Today, it may be difficult to imagine that Syria might have a fun side. But if I learned anything from my travels, it is that twenty-year-olds all over the world just want to see what their friends are up to on Facebook, watch cat videos on YouTube, eat unhealthy American food like doughnuts and go out with their friends on Friday night. Damascus in January 2011 overflowed with young Syrian kids out on the town – out on the streets simply to relax and enjoy life in that particular moment.
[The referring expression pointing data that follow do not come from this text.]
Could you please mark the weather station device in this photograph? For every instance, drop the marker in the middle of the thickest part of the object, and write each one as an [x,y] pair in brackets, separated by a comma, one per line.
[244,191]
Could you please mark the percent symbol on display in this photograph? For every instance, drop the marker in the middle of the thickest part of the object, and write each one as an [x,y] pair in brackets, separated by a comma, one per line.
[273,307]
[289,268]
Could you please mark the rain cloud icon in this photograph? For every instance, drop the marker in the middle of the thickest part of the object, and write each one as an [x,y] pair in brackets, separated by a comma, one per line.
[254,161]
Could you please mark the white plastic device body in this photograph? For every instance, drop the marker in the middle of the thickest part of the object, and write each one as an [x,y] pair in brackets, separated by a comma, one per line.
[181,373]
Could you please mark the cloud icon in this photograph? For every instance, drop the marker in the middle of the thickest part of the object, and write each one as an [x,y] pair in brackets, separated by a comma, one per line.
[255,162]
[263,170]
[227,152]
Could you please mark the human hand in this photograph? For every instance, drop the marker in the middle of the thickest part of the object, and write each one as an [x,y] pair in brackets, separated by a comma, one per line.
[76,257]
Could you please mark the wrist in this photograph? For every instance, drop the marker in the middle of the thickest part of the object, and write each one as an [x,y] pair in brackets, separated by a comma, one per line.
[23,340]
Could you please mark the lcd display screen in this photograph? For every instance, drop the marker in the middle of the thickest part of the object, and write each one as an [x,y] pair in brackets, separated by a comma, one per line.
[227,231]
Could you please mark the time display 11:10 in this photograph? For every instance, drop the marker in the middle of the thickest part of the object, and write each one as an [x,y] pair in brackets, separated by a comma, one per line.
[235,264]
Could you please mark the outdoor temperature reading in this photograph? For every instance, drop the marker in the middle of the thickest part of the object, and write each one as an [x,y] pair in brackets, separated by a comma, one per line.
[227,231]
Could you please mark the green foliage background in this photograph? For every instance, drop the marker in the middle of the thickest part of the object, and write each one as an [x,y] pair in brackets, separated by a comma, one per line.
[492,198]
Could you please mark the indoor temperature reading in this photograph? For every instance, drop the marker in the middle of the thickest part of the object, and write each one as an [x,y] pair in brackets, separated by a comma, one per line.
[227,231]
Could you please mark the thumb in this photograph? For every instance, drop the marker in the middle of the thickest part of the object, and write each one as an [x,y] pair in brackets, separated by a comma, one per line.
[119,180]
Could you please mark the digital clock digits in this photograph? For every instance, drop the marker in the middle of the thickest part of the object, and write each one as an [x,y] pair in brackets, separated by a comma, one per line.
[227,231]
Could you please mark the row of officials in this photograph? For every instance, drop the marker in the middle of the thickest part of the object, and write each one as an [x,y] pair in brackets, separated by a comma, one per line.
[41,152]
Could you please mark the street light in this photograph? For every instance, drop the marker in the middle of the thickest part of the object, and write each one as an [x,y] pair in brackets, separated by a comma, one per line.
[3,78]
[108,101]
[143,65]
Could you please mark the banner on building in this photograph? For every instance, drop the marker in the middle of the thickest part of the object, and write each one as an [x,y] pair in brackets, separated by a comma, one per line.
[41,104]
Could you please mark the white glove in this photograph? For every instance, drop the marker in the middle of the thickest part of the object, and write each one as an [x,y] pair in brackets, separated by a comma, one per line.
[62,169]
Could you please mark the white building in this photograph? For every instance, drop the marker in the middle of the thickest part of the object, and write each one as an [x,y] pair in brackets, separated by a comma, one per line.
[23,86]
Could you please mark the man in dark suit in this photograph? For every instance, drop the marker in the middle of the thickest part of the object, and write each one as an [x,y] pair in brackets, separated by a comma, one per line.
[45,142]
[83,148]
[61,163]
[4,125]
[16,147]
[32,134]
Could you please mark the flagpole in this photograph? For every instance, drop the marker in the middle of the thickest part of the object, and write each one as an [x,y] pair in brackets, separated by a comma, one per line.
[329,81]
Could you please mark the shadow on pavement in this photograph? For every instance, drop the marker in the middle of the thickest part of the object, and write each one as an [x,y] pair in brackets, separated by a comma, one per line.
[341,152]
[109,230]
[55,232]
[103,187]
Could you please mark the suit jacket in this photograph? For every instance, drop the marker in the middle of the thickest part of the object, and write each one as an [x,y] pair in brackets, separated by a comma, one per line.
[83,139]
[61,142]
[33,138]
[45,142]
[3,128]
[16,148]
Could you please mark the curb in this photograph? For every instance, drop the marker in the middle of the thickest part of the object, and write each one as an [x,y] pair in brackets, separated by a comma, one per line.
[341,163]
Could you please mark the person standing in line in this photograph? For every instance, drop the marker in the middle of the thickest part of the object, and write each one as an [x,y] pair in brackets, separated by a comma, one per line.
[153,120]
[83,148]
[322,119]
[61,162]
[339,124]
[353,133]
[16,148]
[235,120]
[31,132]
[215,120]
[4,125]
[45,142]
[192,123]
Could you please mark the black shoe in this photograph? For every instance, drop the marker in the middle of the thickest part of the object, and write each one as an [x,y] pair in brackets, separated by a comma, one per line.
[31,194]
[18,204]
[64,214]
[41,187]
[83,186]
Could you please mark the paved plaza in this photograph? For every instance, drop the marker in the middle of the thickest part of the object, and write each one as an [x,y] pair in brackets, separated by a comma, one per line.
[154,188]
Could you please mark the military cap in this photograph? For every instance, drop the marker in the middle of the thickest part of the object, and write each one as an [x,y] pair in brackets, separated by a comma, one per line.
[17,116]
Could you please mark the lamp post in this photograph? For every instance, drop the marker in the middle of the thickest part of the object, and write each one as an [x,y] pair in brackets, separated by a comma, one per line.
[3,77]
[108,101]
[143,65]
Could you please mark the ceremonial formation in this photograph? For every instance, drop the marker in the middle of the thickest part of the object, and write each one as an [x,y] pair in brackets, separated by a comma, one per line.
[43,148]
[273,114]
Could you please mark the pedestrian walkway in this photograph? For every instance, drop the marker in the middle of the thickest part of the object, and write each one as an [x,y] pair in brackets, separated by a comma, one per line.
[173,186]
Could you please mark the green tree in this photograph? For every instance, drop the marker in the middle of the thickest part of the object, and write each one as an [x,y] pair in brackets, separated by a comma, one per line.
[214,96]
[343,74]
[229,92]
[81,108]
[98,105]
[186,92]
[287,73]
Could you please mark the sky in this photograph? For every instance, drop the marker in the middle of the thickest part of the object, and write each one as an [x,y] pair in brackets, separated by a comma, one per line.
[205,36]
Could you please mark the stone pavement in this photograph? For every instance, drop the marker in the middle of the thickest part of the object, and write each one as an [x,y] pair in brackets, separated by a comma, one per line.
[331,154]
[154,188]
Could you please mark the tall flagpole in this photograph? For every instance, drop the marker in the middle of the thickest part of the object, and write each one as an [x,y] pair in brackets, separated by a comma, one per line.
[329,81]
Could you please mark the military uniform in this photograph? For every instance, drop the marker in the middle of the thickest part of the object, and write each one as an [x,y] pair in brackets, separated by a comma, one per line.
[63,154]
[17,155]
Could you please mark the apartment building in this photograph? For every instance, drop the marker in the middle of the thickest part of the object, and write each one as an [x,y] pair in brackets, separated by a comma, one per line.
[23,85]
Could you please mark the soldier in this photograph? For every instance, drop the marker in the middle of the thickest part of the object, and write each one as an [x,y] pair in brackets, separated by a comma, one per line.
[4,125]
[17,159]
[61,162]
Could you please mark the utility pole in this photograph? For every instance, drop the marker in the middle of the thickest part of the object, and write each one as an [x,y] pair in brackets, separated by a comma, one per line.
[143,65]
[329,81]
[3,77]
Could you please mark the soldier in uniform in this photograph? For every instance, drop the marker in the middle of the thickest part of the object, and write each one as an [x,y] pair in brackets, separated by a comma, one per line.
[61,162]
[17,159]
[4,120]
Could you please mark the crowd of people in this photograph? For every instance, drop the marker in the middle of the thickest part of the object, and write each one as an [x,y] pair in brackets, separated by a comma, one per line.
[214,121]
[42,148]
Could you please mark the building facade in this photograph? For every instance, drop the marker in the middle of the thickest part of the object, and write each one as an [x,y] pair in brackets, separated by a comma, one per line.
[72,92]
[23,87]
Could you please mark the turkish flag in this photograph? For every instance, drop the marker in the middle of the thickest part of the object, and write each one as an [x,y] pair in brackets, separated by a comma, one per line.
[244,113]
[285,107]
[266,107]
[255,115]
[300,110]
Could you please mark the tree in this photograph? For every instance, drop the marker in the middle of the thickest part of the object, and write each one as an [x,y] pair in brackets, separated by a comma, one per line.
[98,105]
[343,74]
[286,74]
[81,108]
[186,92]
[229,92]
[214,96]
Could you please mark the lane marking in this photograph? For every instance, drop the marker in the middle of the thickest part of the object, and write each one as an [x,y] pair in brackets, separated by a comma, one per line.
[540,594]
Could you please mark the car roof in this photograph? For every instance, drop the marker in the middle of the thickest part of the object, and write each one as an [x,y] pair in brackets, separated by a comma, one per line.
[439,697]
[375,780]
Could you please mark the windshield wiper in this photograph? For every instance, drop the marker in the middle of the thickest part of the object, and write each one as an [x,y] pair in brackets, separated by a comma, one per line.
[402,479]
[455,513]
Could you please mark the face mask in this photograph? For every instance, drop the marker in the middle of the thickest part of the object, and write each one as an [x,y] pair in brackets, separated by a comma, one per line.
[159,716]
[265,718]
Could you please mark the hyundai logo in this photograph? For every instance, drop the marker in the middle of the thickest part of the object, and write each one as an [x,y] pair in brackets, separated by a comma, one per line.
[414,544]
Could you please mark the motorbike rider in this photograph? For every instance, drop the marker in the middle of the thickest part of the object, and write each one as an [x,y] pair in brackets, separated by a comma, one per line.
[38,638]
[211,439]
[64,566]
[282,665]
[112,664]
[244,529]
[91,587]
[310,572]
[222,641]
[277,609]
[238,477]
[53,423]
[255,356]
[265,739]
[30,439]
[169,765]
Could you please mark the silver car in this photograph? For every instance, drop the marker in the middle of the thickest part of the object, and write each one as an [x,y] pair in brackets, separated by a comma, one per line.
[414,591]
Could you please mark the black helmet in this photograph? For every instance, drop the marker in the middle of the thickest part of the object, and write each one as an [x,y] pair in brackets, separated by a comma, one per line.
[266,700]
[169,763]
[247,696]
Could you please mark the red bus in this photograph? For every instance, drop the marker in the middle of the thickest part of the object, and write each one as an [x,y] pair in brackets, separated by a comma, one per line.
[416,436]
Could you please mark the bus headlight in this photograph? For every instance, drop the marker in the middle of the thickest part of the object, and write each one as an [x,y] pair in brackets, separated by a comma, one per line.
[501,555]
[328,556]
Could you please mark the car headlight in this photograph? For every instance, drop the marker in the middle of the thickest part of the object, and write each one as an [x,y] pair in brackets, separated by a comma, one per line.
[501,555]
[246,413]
After Jenny arrived in Damascus and we settled into our hostel, we went out to explore the town. We wandered through the Old City, which is said to be the oldest continuously inhabited city in the world, through walls built nine hundred years ago into a medieval warren of shops, restaurants, mosques and hotels. We looked at the vast range of merchandise overflowing from the storefronts, everything from Arabic Monopoly to colorful scarves and Syria’s famous pistachio ice cream.
“You know,” Jenny suddenly said as we were walking, “I know it’s silly but I’ll be celebrating my birthday while we are here and I think we should have a real party. You know, lots of people, dancing, fun times.”
“As we left Damascus, we agreed to a goal: every day, we would make two new friends – and invite them to the birthday party.”
To this end, we spent our first weekend going from one venue to the next, assessing bars and dance floors in anticipation of the coming celebration. We had almost reached the end of the night when we decided to continue on to the last bar on our list. It was nowhere near the rest of the Damascus bar scene, hidden in a maze of alleyways in the ancient city with a simple pink Arabic squiggle above the entryway. We cracked open the door – and entered another world. Lady Gaga’s “Bad Romance” was blasting, people were actually dancing, and someone who strongly resembled a Brooklyn hipster was serving up drinks behind the fully stocked bar. “This is the place,” said Jenny. In a city where many frown at alcohol consumption and where a dictator rules over all, it was not exactly easy to find such a place.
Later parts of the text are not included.